Jesus was very involved in politics. He was so involved that the political rulers of his nation—the Sanhedrin of the Jewish nation—determined that he had to be killed. But Jesus never voted, nor did he gather up people to depose the existing rulers. Nor did he participate in making himself well-liked so that he would be declared ruler, nor did he gather an army together to take over the land he called his own. Yet he was very involved—he called himself the King and spoke of his kingdom deposing the evil rulers. In the same way Jesus was politically involved, so his followers are—to this very day.
Political Context: The Unheard Underdogs
Over the centuries the true followers of Jesus obeyed the same context and followed the same political strategy. They were unknowns, representing the weak and helpless, with only God on their side. They had idealistic platforms—the same as Jesus’, actually—and remained unpopular to the majority of people. Nevertheless, they were significant enough to be persecuted by political leaders and to be hated. And in this way, they created political change. Some of the communities who enacted this strategy are known today—the Waldensians, the Franciscans, the Anabaptists, the American Civil Rights Movement. Their strategy was direct and effective—without voting, partisan politics or military might.
How can it be done?
How can such a strategy succeed? How can the unheard of nobodies, even with a charismatic leader, make political change? They follow the method of Jesus’ political involvement, as follows:
Call to Personal Transformation
Jesus enacted his political change, not by creating a huge social movement, but by dealing with people one by one, calling them to a moral transformation by the power of God. Jesus called people to freedom and well-being, not by the salvations of the world—economics, authority or human laws—but salvation by the power of God (Zechariah 4:6). Jesus said that those who followed him would not only have lives pleasing to God, but also pleasing to themselves—they would have righteousness, peace and joy, all handed to them by God (John 16:20; Romans 14:17).
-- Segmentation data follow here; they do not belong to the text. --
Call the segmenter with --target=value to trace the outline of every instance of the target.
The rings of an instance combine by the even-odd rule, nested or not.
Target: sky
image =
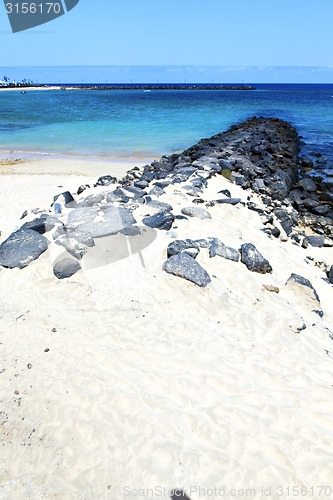
[[[80,0],[58,19],[13,34],[1,2],[0,72],[15,67],[14,78],[18,67],[34,67],[25,76],[41,82],[40,67],[56,66],[61,81],[104,73],[101,81],[144,82],[163,80],[171,67],[178,79],[169,81],[332,83],[332,25],[332,0]]]

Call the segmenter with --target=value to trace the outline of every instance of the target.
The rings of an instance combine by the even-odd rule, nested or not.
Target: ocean
[[[304,154],[333,159],[333,84],[254,84],[256,90],[0,91],[0,152],[160,157],[251,116],[290,121]],[[333,164],[333,163],[332,163]]]

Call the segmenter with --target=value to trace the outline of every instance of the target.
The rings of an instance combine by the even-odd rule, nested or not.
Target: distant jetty
[[[66,85],[65,85],[66,87]],[[196,83],[122,83],[107,85],[70,85],[71,88],[89,90],[255,90],[251,85],[222,85],[222,84],[196,84]]]

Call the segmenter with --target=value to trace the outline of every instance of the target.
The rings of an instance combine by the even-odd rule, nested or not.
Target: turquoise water
[[[3,153],[132,156],[183,150],[253,115],[292,122],[308,148],[332,154],[333,85],[255,91],[0,91]]]

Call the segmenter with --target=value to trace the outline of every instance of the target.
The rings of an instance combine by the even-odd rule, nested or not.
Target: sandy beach
[[[7,165],[1,241],[23,210],[48,210],[55,194],[96,181],[82,166],[64,175],[59,161],[36,175]],[[180,187],[159,198],[175,214],[191,205]],[[223,189],[249,195],[219,175],[205,198]],[[318,485],[332,498],[333,291],[307,259],[332,262],[332,249],[270,239],[240,204],[209,213],[158,231],[141,257],[67,280],[53,275],[51,250],[24,269],[1,268],[2,498],[158,499],[175,487],[191,500],[214,488],[216,498],[287,498],[293,487],[319,498]],[[273,273],[205,249],[207,288],[162,271],[175,238],[209,236],[254,243]],[[311,281],[323,318],[285,286],[291,273]]]

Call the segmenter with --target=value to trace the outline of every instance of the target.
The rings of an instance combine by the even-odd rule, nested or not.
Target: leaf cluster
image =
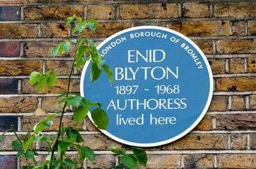
[[[146,166],[147,157],[146,152],[140,148],[132,147],[131,151],[132,154],[127,153],[124,148],[118,149],[116,147],[110,147],[110,150],[120,155],[121,164],[115,167],[115,169],[122,169],[124,166],[128,167],[130,169],[137,169],[139,164]]]
[[[62,98],[60,104],[63,105],[62,112],[49,115],[46,119],[42,119],[35,124],[33,133],[28,132],[25,136],[21,138],[17,135],[12,128],[10,130],[13,131],[17,136],[17,140],[12,143],[12,148],[18,151],[17,156],[24,158],[26,159],[32,159],[33,164],[29,164],[23,167],[24,169],[59,169],[59,168],[76,168],[77,163],[87,159],[93,162],[95,156],[91,148],[82,145],[84,138],[79,131],[83,129],[76,128],[72,126],[64,127],[62,117],[65,114],[67,107],[72,107],[74,108],[73,114],[74,121],[78,123],[82,121],[89,112],[94,124],[100,129],[106,129],[109,121],[107,114],[101,108],[102,103],[91,102],[89,99],[82,97],[79,93],[71,92],[69,91],[71,75],[76,68],[77,70],[81,69],[86,62],[90,62],[90,82],[97,80],[103,70],[108,78],[111,85],[113,84],[113,73],[111,68],[105,64],[106,61],[102,60],[100,54],[98,52],[95,43],[93,40],[82,38],[82,32],[84,29],[90,29],[92,31],[96,30],[98,24],[96,20],[88,19],[83,21],[81,17],[77,17],[75,15],[67,18],[66,27],[74,22],[73,34],[78,34],[79,39],[67,40],[54,47],[51,51],[53,57],[58,54],[70,54],[71,48],[75,46],[75,52],[73,55],[73,62],[68,77],[68,82],[67,92],[60,94],[57,98]],[[44,87],[47,85],[51,89],[58,78],[58,72],[54,70],[49,70],[44,73],[33,71],[29,76],[29,84],[31,85],[36,85],[39,92],[41,92]],[[51,128],[56,117],[60,118],[58,124],[59,129],[56,135],[49,136],[44,133],[46,128]],[[68,126],[67,124],[65,125]],[[0,142],[3,140],[4,132],[0,136]],[[37,162],[35,157],[38,156],[35,149],[35,143],[44,142],[48,145],[48,156],[42,162]],[[72,159],[65,157],[66,152],[68,150],[76,150],[78,152],[78,159]],[[131,148],[133,154],[127,154],[124,149],[117,149],[111,147],[112,152],[120,156],[121,165],[116,166],[116,169],[127,166],[130,169],[136,168],[138,164],[146,166],[147,154],[145,152],[139,148]],[[57,152],[56,154],[54,152]]]

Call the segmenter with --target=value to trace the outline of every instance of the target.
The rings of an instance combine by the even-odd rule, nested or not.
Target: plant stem
[[[70,71],[69,73],[68,82],[68,89],[67,90],[67,96],[68,96],[68,94],[70,93],[69,89],[70,89],[70,85],[71,75],[72,75],[72,73],[73,72],[74,66],[75,65],[76,54],[76,52],[77,52],[77,44],[79,44],[79,41],[81,40],[81,36],[80,36],[79,40],[78,40],[77,43],[76,47],[75,54],[74,54],[74,56],[72,64],[72,66],[71,66],[71,70],[70,70]],[[52,168],[53,156],[54,156],[54,154],[55,148],[56,148],[56,146],[57,145],[57,143],[58,143],[58,141],[59,140],[60,136],[60,135],[61,135],[61,134],[62,133],[62,131],[61,131],[62,119],[63,118],[63,115],[64,115],[64,113],[65,113],[65,109],[66,108],[66,107],[67,107],[67,101],[65,102],[63,108],[62,108],[62,112],[61,112],[61,115],[60,116],[60,124],[59,124],[59,129],[58,131],[57,138],[56,138],[56,139],[55,140],[54,144],[53,145],[52,152],[51,152],[51,154],[50,169]]]
[[[12,131],[13,131],[14,134],[15,135],[17,138],[18,138],[19,141],[20,142],[20,143],[22,145],[23,145],[22,142],[21,141],[20,138],[19,137],[18,135],[17,134],[15,130],[13,128],[13,126],[12,125],[11,125],[11,128],[12,129]]]

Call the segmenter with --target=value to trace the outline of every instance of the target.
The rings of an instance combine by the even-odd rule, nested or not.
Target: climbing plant
[[[77,34],[77,38],[67,39],[54,47],[51,51],[53,57],[58,54],[66,53],[69,54],[72,46],[75,46],[73,54],[73,60],[70,70],[67,92],[57,96],[61,98],[60,104],[62,105],[62,110],[56,114],[51,114],[47,118],[35,124],[33,131],[28,132],[23,137],[19,136],[12,126],[11,129],[4,132],[0,137],[3,140],[6,132],[13,132],[17,140],[12,143],[12,148],[18,152],[17,156],[26,159],[32,159],[33,163],[23,166],[24,169],[58,169],[58,168],[76,168],[79,163],[86,159],[93,162],[95,159],[93,151],[88,146],[82,145],[84,138],[79,131],[82,128],[77,128],[64,124],[63,115],[66,113],[66,108],[72,106],[74,108],[73,119],[76,123],[81,122],[87,116],[90,111],[94,124],[100,129],[106,129],[109,123],[107,114],[101,108],[100,102],[91,102],[89,99],[82,97],[79,93],[70,91],[71,77],[74,68],[79,70],[83,67],[86,62],[92,62],[90,67],[90,79],[87,80],[93,82],[97,80],[104,71],[109,81],[109,85],[113,83],[113,73],[109,66],[104,64],[100,55],[93,40],[83,38],[82,33],[84,29],[92,31],[96,30],[98,23],[93,19],[83,20],[81,17],[75,15],[68,17],[66,27],[71,23],[74,23],[72,33]],[[29,83],[35,85],[37,90],[41,92],[45,86],[51,89],[58,78],[58,72],[49,70],[45,73],[33,71],[29,76]],[[60,117],[58,129],[56,135],[49,135],[44,133],[46,128],[51,128],[54,118]],[[42,161],[36,161],[36,156],[38,156],[36,150],[33,146],[36,142],[44,142],[47,146],[48,154]],[[78,159],[70,159],[66,154],[69,149],[76,149],[77,151]],[[116,169],[127,167],[131,169],[137,168],[139,164],[146,166],[147,158],[145,151],[140,148],[132,147],[129,151],[124,148],[118,149],[115,147],[109,147],[113,153],[118,154],[120,159],[119,166]]]

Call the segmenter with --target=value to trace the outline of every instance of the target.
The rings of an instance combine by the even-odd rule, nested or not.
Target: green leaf
[[[17,156],[18,158],[20,158],[20,157],[23,155],[23,154],[24,154],[24,151],[19,151],[17,153],[16,156]]]
[[[94,19],[88,19],[86,20],[87,22],[87,26],[89,27],[90,29],[91,29],[93,31],[96,31],[96,27],[98,23],[97,21]]]
[[[80,145],[76,145],[76,148],[77,149],[77,152],[78,152],[78,159],[79,161],[83,161],[85,158],[85,155],[84,154],[83,150],[82,150],[82,146]]]
[[[86,27],[86,23],[85,22],[81,22],[78,23],[76,26],[76,29],[79,32],[81,33],[84,28]]]
[[[31,85],[33,85],[36,83],[37,83],[41,78],[41,73],[37,71],[33,71],[30,73],[29,76],[29,84]]]
[[[88,40],[88,41],[89,42],[89,45],[90,47],[94,47],[95,46],[95,43],[94,41],[92,40]]]
[[[22,168],[23,169],[33,169],[33,167],[34,166],[33,165],[28,165],[22,166]]]
[[[65,166],[68,167],[69,168],[75,168],[77,166],[76,162],[74,162],[70,158],[65,158],[63,161],[63,164]]]
[[[65,153],[70,145],[70,142],[61,142],[58,144],[58,159],[61,159],[61,154]]]
[[[45,142],[47,141],[53,141],[53,138],[51,136],[42,136],[40,139],[41,142]]]
[[[70,40],[71,42],[73,42],[74,43],[77,43],[77,40],[75,40],[75,39],[74,39],[74,40]]]
[[[98,79],[101,73],[101,68],[95,62],[92,62],[91,67],[91,82],[95,81]]]
[[[51,169],[59,169],[61,166],[61,162],[59,160],[54,161]]]
[[[115,166],[115,169],[123,169],[124,167],[121,165]]]
[[[81,58],[87,51],[88,47],[85,45],[83,45],[78,48],[77,53],[76,54],[76,57],[78,58]]]
[[[105,71],[106,74],[107,74],[108,78],[108,80],[109,80],[110,85],[112,85],[112,84],[113,84],[113,73],[112,73],[111,68],[110,68],[110,67],[106,64],[103,64],[102,68]]]
[[[89,147],[83,147],[82,151],[90,161],[93,162],[95,159],[95,155]]]
[[[73,15],[73,16],[68,17],[66,23],[66,27],[68,26],[70,24],[70,23],[73,21],[73,20],[76,18],[76,15]]]
[[[100,66],[101,62],[101,57],[100,55],[98,53],[97,49],[96,51],[91,52],[91,56],[93,62],[95,62]]]
[[[37,90],[38,91],[42,91],[45,85],[46,82],[47,82],[48,77],[44,77],[41,78],[39,80],[38,83],[37,84]]]
[[[66,99],[66,101],[71,105],[79,105],[82,101],[83,97],[81,96],[76,96],[75,97],[70,97]]]
[[[47,79],[47,85],[50,89],[51,89],[55,84],[57,80],[57,74],[50,76]]]
[[[26,159],[33,159],[35,156],[38,156],[38,154],[34,151],[28,151],[23,154],[24,157]]]
[[[62,42],[61,48],[63,49],[63,50],[65,51],[65,52],[66,52],[67,54],[68,54],[68,52],[70,50],[71,48],[70,42],[68,41]]]
[[[58,52],[59,52],[60,50],[60,45],[58,45],[52,49],[51,54],[53,56],[53,57],[55,57],[55,56],[57,55]]]
[[[47,127],[51,127],[53,124],[53,121],[47,121],[47,122],[44,122],[43,124],[45,126],[47,126]]]
[[[137,169],[137,160],[131,154],[125,154],[120,157],[122,163],[130,169]]]
[[[12,147],[13,149],[19,149],[22,147],[22,145],[18,140],[14,140],[12,143]]]
[[[100,108],[92,111],[92,118],[94,124],[101,129],[106,129],[109,121],[107,114]]]
[[[133,154],[134,154],[135,158],[137,159],[138,161],[143,166],[146,166],[148,159],[145,150],[135,147],[131,148],[131,150],[132,151]]]
[[[77,70],[79,70],[79,68],[84,64],[84,61],[83,60],[77,60],[76,64],[76,68]]]
[[[88,20],[86,20],[86,22],[92,22],[92,23],[93,23],[95,26],[97,26],[97,25],[99,24],[98,22],[97,22],[97,20],[95,20],[95,19],[93,19],[93,18],[88,19]]]
[[[62,94],[58,95],[56,98],[62,98],[63,96],[66,96],[67,94],[67,93],[62,93]]]
[[[89,100],[86,99],[84,98],[83,98],[82,101],[81,102],[81,105],[82,107],[85,109],[85,110],[88,110],[89,109],[89,105],[90,102]]]
[[[37,134],[40,131],[43,131],[46,127],[51,127],[52,125],[52,120],[54,118],[55,115],[51,115],[47,119],[42,119],[36,123],[33,128],[34,133]],[[50,121],[50,122],[49,122]]]
[[[67,136],[68,138],[74,138],[77,143],[82,143],[84,142],[83,136],[80,135],[77,130],[72,128],[66,128],[65,131],[67,133]]]
[[[81,17],[77,17],[76,18],[76,21],[77,21],[77,23],[81,23],[82,22],[82,18]]]
[[[76,123],[81,122],[86,117],[88,111],[88,110],[85,109],[83,106],[79,106],[77,108],[76,108],[73,115],[74,121]]]
[[[28,148],[29,148],[30,145],[33,142],[35,136],[31,137],[27,142],[26,142],[24,145],[23,146],[23,149],[24,151],[27,151]]]
[[[110,146],[110,151],[115,154],[124,155],[126,153],[126,150],[124,148],[118,149],[115,146]]]

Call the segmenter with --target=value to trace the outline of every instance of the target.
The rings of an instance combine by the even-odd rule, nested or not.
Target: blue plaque
[[[101,131],[107,136],[132,146],[161,145],[188,134],[205,115],[212,95],[212,71],[188,38],[166,28],[140,26],[112,35],[97,48],[112,69],[113,85],[106,74],[90,83],[88,62],[81,94],[103,103],[109,124]]]

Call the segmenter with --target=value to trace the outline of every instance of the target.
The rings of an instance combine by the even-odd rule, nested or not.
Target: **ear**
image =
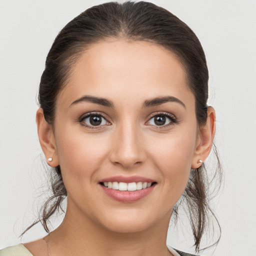
[[[52,167],[56,166],[59,164],[59,161],[52,126],[46,121],[42,108],[36,112],[36,120],[39,141],[47,163]],[[51,161],[48,160],[50,158],[52,158]]]
[[[192,168],[198,168],[202,165],[202,162],[198,162],[198,160],[202,160],[204,162],[208,158],[212,149],[216,130],[215,110],[212,107],[209,106],[207,112],[206,122],[199,128],[198,138],[192,161]]]

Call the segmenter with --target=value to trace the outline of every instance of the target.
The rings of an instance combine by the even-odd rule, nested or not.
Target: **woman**
[[[36,113],[56,172],[40,221],[49,232],[67,196],[65,217],[0,256],[188,255],[166,246],[182,204],[198,251],[212,212],[208,77],[194,34],[152,4],[105,4],[70,22],[48,56]]]

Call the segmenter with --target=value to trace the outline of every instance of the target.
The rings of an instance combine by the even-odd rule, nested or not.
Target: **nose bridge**
[[[126,118],[117,124],[114,134],[111,161],[125,168],[134,166],[144,160],[142,134],[136,122]]]

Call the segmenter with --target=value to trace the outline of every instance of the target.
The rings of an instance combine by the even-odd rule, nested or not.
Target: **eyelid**
[[[100,125],[100,126],[90,126],[88,124],[86,124],[86,123],[84,123],[84,124],[82,124],[83,120],[86,119],[87,118],[88,118],[89,116],[100,116],[102,118],[104,119],[106,122],[110,124],[104,124],[104,125]],[[111,122],[108,120],[108,118],[106,116],[106,115],[102,113],[102,112],[88,112],[88,113],[83,114],[78,119],[78,122],[81,124],[82,125],[88,128],[93,128],[94,129],[98,129],[103,126],[106,126],[106,125],[108,126],[111,124]]]
[[[178,123],[179,121],[178,119],[178,118],[174,114],[170,113],[169,113],[168,112],[155,112],[154,113],[152,113],[151,114],[148,118],[148,121],[146,121],[146,124],[151,119],[152,119],[153,118],[154,118],[155,116],[164,116],[167,118],[169,118],[170,120],[170,122],[169,124],[164,124],[163,126],[154,126],[152,124],[148,124],[148,126],[154,126],[157,128],[162,128],[168,127],[170,126],[172,126],[174,124],[178,124]]]

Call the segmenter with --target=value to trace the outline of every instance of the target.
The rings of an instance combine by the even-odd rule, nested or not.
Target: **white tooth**
[[[112,182],[108,182],[108,188],[112,188]]]
[[[124,182],[120,182],[119,190],[121,191],[126,191],[127,190],[127,183],[124,183]]]
[[[142,190],[142,182],[138,182],[136,184],[136,187],[137,190]]]
[[[128,191],[135,191],[137,188],[136,182],[132,182],[132,183],[128,183],[127,187],[127,190]]]
[[[144,182],[142,185],[142,188],[146,188],[146,186],[148,186],[148,182]]]
[[[119,188],[119,185],[118,185],[118,182],[114,182],[112,184],[112,188],[113,190],[117,190]]]

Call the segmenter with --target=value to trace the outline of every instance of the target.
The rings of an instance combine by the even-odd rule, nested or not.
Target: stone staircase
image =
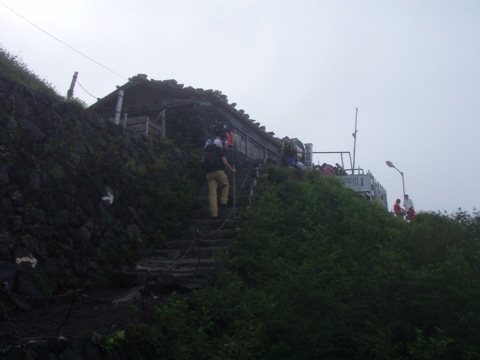
[[[199,189],[197,205],[186,220],[177,239],[166,242],[152,256],[137,263],[136,271],[145,272],[164,287],[195,289],[214,281],[214,270],[221,264],[218,255],[226,251],[242,224],[242,212],[253,205],[262,163],[236,162],[237,172],[228,172],[230,183],[227,208],[219,209],[220,220],[212,221],[208,210],[208,188]]]

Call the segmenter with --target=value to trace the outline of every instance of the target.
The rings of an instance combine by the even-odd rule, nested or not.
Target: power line
[[[118,77],[120,77],[120,78],[128,81],[128,79],[127,79],[125,76],[120,75],[120,74],[117,73],[116,71],[114,71],[114,70],[110,69],[109,67],[107,67],[107,66],[99,63],[98,61],[96,61],[96,60],[92,59],[91,57],[85,55],[85,54],[82,53],[81,51],[78,51],[77,49],[75,49],[74,47],[70,46],[70,45],[67,44],[66,42],[60,40],[59,38],[57,38],[57,37],[55,37],[55,36],[53,36],[53,35],[51,35],[51,34],[48,33],[47,31],[43,30],[42,28],[40,28],[39,26],[37,26],[36,24],[34,24],[34,23],[31,22],[30,20],[28,20],[28,19],[27,19],[26,17],[24,17],[23,15],[17,13],[15,10],[13,10],[11,7],[9,7],[8,5],[4,4],[3,2],[0,2],[0,3],[1,3],[4,7],[6,7],[8,10],[10,10],[12,13],[14,13],[14,14],[17,15],[18,17],[22,18],[23,20],[25,20],[25,21],[28,22],[30,25],[34,26],[35,28],[37,28],[38,30],[40,30],[41,32],[43,32],[44,34],[50,36],[52,39],[58,41],[60,44],[66,46],[66,47],[68,47],[68,48],[70,48],[71,50],[73,50],[73,51],[75,51],[76,53],[78,53],[78,54],[82,55],[83,57],[85,57],[86,59],[88,59],[88,60],[92,61],[93,63],[95,63],[95,64],[103,67],[104,69],[110,71],[112,74],[115,74],[115,75],[117,75]]]

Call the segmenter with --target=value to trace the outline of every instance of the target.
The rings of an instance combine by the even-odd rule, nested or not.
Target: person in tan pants
[[[233,173],[236,172],[236,169],[228,163],[225,153],[221,147],[212,149],[211,152],[215,154],[211,154],[211,156],[216,158],[217,161],[216,165],[214,165],[211,171],[207,173],[208,202],[210,206],[210,216],[213,220],[216,220],[218,219],[218,188],[220,188],[221,191],[220,206],[226,207],[228,202],[229,184],[227,174],[225,174],[225,169],[228,168]]]

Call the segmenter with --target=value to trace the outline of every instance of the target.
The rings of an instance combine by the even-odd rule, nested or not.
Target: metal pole
[[[117,108],[115,109],[115,124],[120,123],[120,113],[122,112],[123,90],[118,91]]]
[[[353,166],[352,166],[352,175],[355,175],[355,151],[357,149],[357,115],[358,115],[358,108],[355,108],[355,132],[352,134],[353,136]]]
[[[77,82],[78,71],[75,71],[72,77],[72,82],[70,83],[70,88],[67,91],[67,99],[71,99],[73,96],[73,89],[75,88],[75,83]]]
[[[398,169],[397,169],[398,170]],[[405,202],[405,179],[403,177],[403,172],[398,170],[400,172],[400,175],[402,175],[402,185],[403,185],[403,202]]]

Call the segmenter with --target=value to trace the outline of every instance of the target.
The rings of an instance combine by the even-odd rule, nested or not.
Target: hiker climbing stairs
[[[139,261],[137,271],[160,277],[165,286],[184,289],[201,288],[213,282],[214,270],[220,265],[218,256],[235,239],[242,212],[253,205],[256,198],[261,164],[248,161],[240,164],[235,175],[228,174],[229,202],[219,210],[220,219],[210,219],[208,188],[204,184],[198,191],[197,206],[180,236],[168,240],[164,247]]]

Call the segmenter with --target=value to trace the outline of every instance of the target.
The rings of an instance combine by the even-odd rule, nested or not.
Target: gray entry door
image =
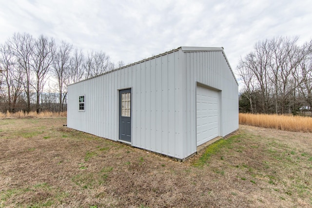
[[[119,139],[131,142],[131,89],[119,91]]]

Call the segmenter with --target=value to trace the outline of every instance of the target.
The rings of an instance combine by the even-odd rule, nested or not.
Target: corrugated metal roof
[[[75,83],[72,83],[72,84],[70,84],[68,85],[68,86],[70,86],[70,85],[73,85],[73,84],[76,84],[77,83],[83,82],[84,81],[87,80],[89,80],[89,79],[91,79],[97,77],[99,76],[102,76],[103,75],[105,75],[105,74],[109,74],[109,73],[112,73],[112,72],[114,72],[115,71],[123,69],[124,68],[128,67],[129,67],[130,66],[136,65],[136,64],[137,64],[137,63],[139,63],[144,62],[144,61],[146,61],[148,60],[152,59],[155,58],[156,58],[157,57],[161,57],[162,56],[164,56],[164,55],[165,55],[166,54],[173,53],[173,52],[174,52],[175,51],[178,51],[180,49],[181,49],[183,52],[191,52],[191,51],[194,51],[194,52],[196,52],[196,51],[222,51],[222,53],[223,54],[223,56],[224,56],[224,57],[225,58],[225,59],[226,60],[226,61],[228,63],[228,65],[229,65],[229,67],[230,67],[230,69],[231,69],[231,72],[232,73],[232,74],[233,75],[233,77],[234,77],[234,79],[235,79],[235,81],[236,81],[236,83],[237,83],[237,85],[238,85],[238,82],[237,82],[237,80],[236,77],[235,77],[235,75],[234,75],[234,73],[233,72],[233,70],[232,70],[232,68],[231,67],[231,65],[230,64],[230,62],[229,62],[229,60],[228,60],[228,58],[226,57],[225,53],[224,53],[224,48],[223,48],[223,47],[214,47],[181,46],[181,47],[178,47],[177,48],[176,48],[176,49],[173,49],[173,50],[172,50],[171,51],[167,51],[167,52],[166,52],[165,53],[163,53],[162,54],[159,54],[158,55],[150,57],[149,58],[145,58],[145,59],[141,60],[140,61],[137,61],[136,62],[134,62],[133,63],[127,65],[126,66],[124,66],[123,67],[121,67],[114,69],[114,70],[112,70],[112,71],[110,71],[109,72],[105,72],[105,73],[101,74],[98,75],[97,76],[93,76],[92,77],[90,77],[90,78],[88,78],[87,79],[84,79],[83,80],[81,80],[81,81],[79,81],[77,82],[75,82]]]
Thus, those who follow Jesus could all truly say, "I am better off than before I followed Jesus."
Speaking against injustice
Most people think of prayer as a religious act, but it is actually the most powerful political weapon that exists. God is the king of the universe, and the Bible says every ruler gains authority or loses authority on his say-so (Daniel 5:21). God is very involved in human politics, and those who can have God listen to them have the greatest political power on earth—greater than any vote, or army. Through prayer, rulers can be set aside, nations can be thwarted and political powers can be overthrown—all by the power of God.
Healing and Deliverance
Again, most people understand healings and exorcisms by the power of God to be in the realm of religious power. However, in the ancient world, those who had power over spirits were seen to be politically powerful. For this reason, Jesus’ enemies tried to discredit him (Matthew 12:22-24). You see if Jesus had authority in the spirit realm, that meant that he deserved authority in the earthly realm and would gain it, eventually. Even so, today, as the followers of Jesus heal the physically and mentally ill by the authority of Jesus, it shows that Jesus has greater power than doctors and psychiatrists, and that the whole basis of the health care system is shown to be wrong. That is a powerful political statement—and one that is demonstrated, not just spoken about.